Kristen seemed too damned young to have been married. She seemed too damned young not to have any family but a cantankerous old bat housekeeper she didn’t know. She seemed too damned young to be wise, and wonderful…and widowed.
Actually she was probably too damned young for him.
He took a long breath and blew it out. “Let’s go,” he said, motioning to the door. “Though the triplets usually sleep through the night now, there are no guarantees. There’s a monitor in your room and one in mine. First one to awaken has to get the kids. That’s the rule. So, I suggest that you go straight to your room and go straight to bed.”
Boy, he wished he hadn’t said that. Instant, graphic images of her sliding between satin sheets came to mind. He could see her hair fanned out on a pillow. He could envision her face softened in sleep. He could feel her nestled against him.
Oh, great! As if he needed to remind himself of the last image.
“Because that’s exactly what I’m going to do. I’m going to shower—” in cold water “—and then I’m going straight to bed.”
He said the last as he led her into the hall and more or less pointed her to the bedroom she’d been assigned.
But as he shuffled off as if his feet were on fire, Kristen dallied in going to her room. When she heard his door shut with a very distinct and final click, she pivoted and ran down the hall, down the steps of the spiral staircase, through the foyer and kitchen and to Mrs. Romani’s door.
It opened immediately.
“Well?” the gruff-voiced housekeeper asked as she granted Kristen entry.
“I think everything went okay. But I didn’t actually make up a story like you told me to. We started talking and before I knew it I was explaining that my husband and sister had died.”

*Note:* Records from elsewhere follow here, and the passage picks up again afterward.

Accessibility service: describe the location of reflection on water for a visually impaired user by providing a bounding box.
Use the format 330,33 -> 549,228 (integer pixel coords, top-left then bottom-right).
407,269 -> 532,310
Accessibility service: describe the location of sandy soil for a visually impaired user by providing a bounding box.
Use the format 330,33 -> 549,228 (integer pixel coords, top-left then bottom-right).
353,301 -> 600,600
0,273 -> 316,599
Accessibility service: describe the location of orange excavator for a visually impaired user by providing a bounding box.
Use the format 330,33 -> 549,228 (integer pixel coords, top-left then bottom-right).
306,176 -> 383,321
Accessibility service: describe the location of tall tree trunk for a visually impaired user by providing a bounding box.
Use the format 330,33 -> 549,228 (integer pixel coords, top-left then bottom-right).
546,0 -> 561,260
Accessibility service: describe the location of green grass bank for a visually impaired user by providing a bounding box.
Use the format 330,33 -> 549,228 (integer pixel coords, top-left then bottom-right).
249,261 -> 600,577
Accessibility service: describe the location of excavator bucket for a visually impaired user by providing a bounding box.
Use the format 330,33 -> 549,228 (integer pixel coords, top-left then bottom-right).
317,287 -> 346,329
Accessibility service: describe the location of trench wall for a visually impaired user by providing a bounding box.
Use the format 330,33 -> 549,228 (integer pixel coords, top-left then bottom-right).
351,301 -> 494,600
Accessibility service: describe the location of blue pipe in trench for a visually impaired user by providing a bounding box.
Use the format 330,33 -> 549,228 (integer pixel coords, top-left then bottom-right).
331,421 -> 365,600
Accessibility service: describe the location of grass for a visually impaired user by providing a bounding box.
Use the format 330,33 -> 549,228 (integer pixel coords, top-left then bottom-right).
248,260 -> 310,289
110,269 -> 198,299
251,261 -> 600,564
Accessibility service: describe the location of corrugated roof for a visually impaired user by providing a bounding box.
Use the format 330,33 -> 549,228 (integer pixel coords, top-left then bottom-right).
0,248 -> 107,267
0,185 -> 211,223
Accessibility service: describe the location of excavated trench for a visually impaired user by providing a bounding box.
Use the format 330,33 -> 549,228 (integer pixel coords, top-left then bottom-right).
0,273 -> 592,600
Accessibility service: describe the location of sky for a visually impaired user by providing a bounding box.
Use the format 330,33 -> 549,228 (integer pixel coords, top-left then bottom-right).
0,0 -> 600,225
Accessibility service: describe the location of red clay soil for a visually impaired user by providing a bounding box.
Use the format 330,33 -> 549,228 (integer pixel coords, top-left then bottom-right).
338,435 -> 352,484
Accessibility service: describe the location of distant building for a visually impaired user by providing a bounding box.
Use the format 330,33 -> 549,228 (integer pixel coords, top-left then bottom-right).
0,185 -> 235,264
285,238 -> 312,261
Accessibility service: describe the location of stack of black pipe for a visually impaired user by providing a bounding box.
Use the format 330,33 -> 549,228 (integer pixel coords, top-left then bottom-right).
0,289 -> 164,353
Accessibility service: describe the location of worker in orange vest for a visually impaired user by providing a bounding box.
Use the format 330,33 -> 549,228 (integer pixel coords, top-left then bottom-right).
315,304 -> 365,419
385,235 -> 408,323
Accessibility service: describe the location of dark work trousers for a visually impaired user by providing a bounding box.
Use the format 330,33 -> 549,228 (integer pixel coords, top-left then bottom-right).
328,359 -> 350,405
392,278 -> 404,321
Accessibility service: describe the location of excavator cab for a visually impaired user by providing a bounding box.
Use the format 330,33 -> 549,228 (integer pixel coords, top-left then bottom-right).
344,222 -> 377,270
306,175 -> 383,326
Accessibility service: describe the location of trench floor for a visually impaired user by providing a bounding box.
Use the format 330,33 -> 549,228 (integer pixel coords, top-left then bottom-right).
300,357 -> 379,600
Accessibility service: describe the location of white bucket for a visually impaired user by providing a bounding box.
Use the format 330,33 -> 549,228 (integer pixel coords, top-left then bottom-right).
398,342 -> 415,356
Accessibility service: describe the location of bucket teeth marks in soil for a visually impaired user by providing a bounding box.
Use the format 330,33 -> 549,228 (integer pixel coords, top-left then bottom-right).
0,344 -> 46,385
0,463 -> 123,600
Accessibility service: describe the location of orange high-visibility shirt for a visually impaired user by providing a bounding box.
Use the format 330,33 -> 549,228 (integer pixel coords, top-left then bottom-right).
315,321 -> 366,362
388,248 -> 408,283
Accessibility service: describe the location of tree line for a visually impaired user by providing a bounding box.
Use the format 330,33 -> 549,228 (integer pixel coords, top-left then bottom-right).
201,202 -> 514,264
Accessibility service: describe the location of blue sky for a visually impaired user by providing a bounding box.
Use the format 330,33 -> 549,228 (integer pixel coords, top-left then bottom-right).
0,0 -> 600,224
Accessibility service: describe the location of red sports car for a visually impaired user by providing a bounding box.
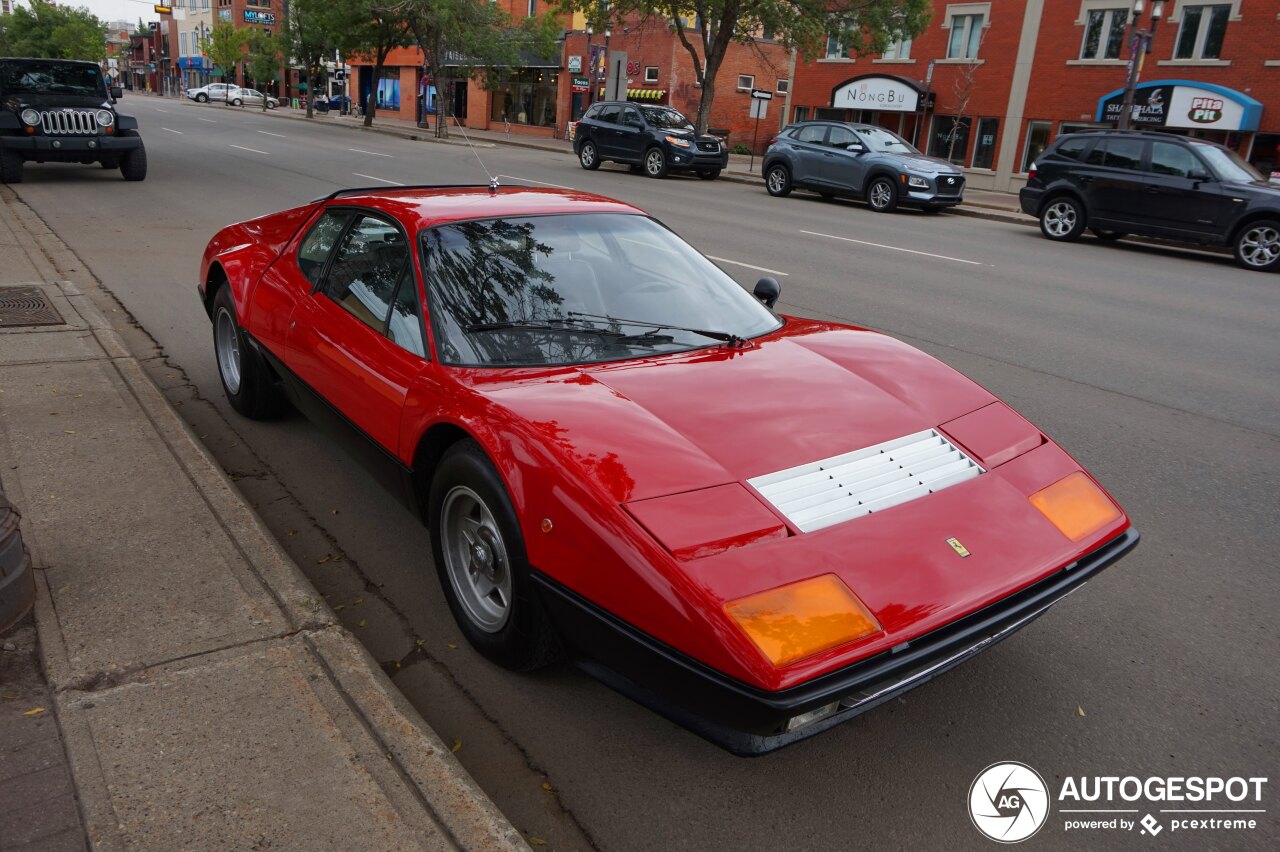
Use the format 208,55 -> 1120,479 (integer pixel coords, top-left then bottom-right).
200,187 -> 1138,753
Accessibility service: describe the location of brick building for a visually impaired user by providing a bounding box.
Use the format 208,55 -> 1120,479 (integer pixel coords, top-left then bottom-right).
785,0 -> 1280,191
351,6 -> 791,145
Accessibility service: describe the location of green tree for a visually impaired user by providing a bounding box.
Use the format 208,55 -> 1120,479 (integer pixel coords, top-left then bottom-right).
201,20 -> 248,100
0,0 -> 106,63
576,0 -> 932,133
244,28 -> 284,113
385,0 -> 559,137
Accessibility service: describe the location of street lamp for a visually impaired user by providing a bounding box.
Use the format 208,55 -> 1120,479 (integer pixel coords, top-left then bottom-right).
1117,0 -> 1165,130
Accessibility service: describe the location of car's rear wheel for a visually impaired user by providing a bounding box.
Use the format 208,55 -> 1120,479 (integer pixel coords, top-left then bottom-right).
1041,196 -> 1084,242
867,178 -> 897,212
1235,219 -> 1280,271
214,284 -> 285,420
0,150 -> 22,183
764,164 -> 791,198
429,439 -> 559,669
644,148 -> 667,178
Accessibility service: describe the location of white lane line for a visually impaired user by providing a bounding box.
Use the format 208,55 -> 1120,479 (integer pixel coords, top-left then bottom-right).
800,230 -> 986,266
351,171 -> 404,187
495,174 -> 576,189
707,255 -> 790,278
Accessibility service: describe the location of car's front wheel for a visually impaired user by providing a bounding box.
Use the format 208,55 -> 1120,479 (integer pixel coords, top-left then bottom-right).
764,162 -> 791,198
429,439 -> 559,669
867,178 -> 897,212
1041,196 -> 1084,242
214,284 -> 285,420
1235,219 -> 1280,271
644,148 -> 667,178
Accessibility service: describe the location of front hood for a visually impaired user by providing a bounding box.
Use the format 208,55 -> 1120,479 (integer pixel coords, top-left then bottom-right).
484,320 -> 993,503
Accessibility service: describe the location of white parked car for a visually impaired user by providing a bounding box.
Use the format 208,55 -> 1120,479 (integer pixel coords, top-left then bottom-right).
187,83 -> 238,104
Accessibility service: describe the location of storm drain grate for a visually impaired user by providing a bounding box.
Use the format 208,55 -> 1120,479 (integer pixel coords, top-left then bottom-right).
0,287 -> 64,329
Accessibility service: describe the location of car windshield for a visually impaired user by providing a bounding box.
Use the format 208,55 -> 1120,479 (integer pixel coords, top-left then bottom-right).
858,127 -> 919,154
0,60 -> 106,96
422,214 -> 781,367
640,106 -> 694,130
1193,143 -> 1266,183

Mrs. Romani gasped in horror.
“I didn’t go into any kind of detail and he assumed that because my family had died I’d come looking for a long, lost relative—you.”
“ He came up with that?”
Kristen nodded.
Mrs. Romani grinned. “Oh, that’s rich.”
But Kristen frowned. “I don’t like fooling him. I don’t like fooling anybody.”
“That’s why this is so rich,” Mrs. Romani said, patting Kristen’s hand. “ You never told him anything. He made assumptions. Now we don’t have to make up a story. We can more or less behave like strangers getting to know each other, which we are. And we also don’t have to worry that he’ll ask too many questions because you told him you lost your family, and he’s very sensitive about loss.”
Kristen licked her suddenly dry lips. “I know.”